Well, concurrent.futures.ThreadPoolExecutor is quite a reasonable way to exploit multi-threading if what you’re doing fits in that execution model (i.e. data parallelism: execute the same code over independent pieces of data).

Similar things are possible if you’re doing asynchronous programming, for example running tasks in worker threads using asyncio.

There are also third-party libraries like Dask which give you higher-level constructs for domain-specific tasks.

2 Likes

Yeah, ThreadPoolExecutor is 95% of the way to what a user might want for mapping tasks. The Python version of par_map is just

def par_map(fn, *args, max_workers=None):
    with ThreadPoolExecutor(max_workers) as exc:
        yield from exc.map(fn, *args)
1 Like

Agreed. Much of the remainder comes from improving the concurrency-awareness of the stdlib and 3rd party libraries (simply using locks everywhere makes concurrency gains much harder to achieve). But this is off-topic now, so let’s leave it there.

4 Likes

I’ve added free-threading support to PyObjC because that fits nicely into the platform (some of Apple’s system APIs can run callbacks on other threads).

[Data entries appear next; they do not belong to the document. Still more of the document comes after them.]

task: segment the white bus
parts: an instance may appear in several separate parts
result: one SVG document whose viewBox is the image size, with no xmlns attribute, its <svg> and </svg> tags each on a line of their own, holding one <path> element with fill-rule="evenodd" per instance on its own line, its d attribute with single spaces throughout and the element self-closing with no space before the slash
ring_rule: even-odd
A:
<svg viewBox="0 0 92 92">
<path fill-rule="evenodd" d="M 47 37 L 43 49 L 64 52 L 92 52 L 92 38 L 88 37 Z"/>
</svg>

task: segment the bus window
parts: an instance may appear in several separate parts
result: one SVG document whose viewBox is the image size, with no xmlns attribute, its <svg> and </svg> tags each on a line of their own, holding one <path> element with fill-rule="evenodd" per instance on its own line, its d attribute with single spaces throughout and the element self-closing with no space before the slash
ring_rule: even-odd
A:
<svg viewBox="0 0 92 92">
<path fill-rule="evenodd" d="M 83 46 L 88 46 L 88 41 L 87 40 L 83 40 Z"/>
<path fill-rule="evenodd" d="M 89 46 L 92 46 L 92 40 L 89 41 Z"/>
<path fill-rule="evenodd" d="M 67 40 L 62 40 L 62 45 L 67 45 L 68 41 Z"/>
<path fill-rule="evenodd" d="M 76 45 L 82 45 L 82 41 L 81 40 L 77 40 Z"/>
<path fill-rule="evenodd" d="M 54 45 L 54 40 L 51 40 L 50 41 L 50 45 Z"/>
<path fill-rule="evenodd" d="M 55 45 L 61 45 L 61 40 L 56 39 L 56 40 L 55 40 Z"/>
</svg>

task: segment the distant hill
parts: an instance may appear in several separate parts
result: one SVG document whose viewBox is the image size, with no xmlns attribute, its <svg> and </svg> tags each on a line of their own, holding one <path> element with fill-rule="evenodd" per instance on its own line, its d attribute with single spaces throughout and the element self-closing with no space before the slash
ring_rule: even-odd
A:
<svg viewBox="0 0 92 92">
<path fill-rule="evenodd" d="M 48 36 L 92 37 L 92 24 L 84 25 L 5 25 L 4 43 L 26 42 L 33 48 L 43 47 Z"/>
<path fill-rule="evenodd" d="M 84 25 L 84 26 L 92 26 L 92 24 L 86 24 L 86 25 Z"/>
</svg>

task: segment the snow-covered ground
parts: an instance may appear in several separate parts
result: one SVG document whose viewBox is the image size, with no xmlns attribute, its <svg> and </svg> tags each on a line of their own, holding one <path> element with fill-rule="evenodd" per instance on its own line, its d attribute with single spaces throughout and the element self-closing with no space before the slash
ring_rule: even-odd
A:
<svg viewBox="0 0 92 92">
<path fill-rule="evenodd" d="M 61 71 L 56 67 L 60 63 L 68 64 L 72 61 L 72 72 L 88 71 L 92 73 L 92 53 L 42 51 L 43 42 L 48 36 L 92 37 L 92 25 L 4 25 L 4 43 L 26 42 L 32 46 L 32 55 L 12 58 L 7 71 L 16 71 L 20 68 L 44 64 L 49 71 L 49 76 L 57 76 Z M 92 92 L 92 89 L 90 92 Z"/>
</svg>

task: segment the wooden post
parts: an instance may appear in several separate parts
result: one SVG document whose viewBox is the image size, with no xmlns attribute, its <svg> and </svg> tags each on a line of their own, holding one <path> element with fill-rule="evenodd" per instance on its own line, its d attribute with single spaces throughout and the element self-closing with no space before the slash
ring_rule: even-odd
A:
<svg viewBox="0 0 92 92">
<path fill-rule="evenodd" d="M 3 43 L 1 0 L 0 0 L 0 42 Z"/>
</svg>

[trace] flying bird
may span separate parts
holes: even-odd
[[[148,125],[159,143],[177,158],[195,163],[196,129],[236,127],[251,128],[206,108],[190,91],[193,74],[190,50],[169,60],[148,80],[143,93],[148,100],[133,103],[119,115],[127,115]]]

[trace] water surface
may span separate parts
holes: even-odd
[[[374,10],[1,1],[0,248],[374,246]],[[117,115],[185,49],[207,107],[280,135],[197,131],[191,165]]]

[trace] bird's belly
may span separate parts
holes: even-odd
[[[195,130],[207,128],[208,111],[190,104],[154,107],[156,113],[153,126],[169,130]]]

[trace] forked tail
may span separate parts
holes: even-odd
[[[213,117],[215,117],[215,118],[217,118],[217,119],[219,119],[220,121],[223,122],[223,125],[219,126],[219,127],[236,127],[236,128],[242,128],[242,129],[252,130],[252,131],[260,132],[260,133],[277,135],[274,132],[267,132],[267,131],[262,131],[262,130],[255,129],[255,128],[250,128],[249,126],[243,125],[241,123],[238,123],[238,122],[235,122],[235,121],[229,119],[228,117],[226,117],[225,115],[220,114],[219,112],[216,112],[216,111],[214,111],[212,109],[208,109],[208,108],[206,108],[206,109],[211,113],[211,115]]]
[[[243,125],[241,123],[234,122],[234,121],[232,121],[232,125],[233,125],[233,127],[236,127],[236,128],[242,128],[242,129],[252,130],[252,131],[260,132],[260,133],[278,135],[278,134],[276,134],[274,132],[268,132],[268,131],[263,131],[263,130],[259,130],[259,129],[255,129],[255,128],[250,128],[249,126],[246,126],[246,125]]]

I haven’t even started work on subinterpreter support because PyObjC changes process-global state in a way that cannot be undone, which means subinterpreter support would be incompatible with using short lived subintepreters (e.g. as an alternative to multiprocessing). I also expect that adding subinterpreter support would be harder than free-threading support.

3 Likes

You can by setting the ABI in the wheel tag to e.g. cp313t and only releasing such wheels.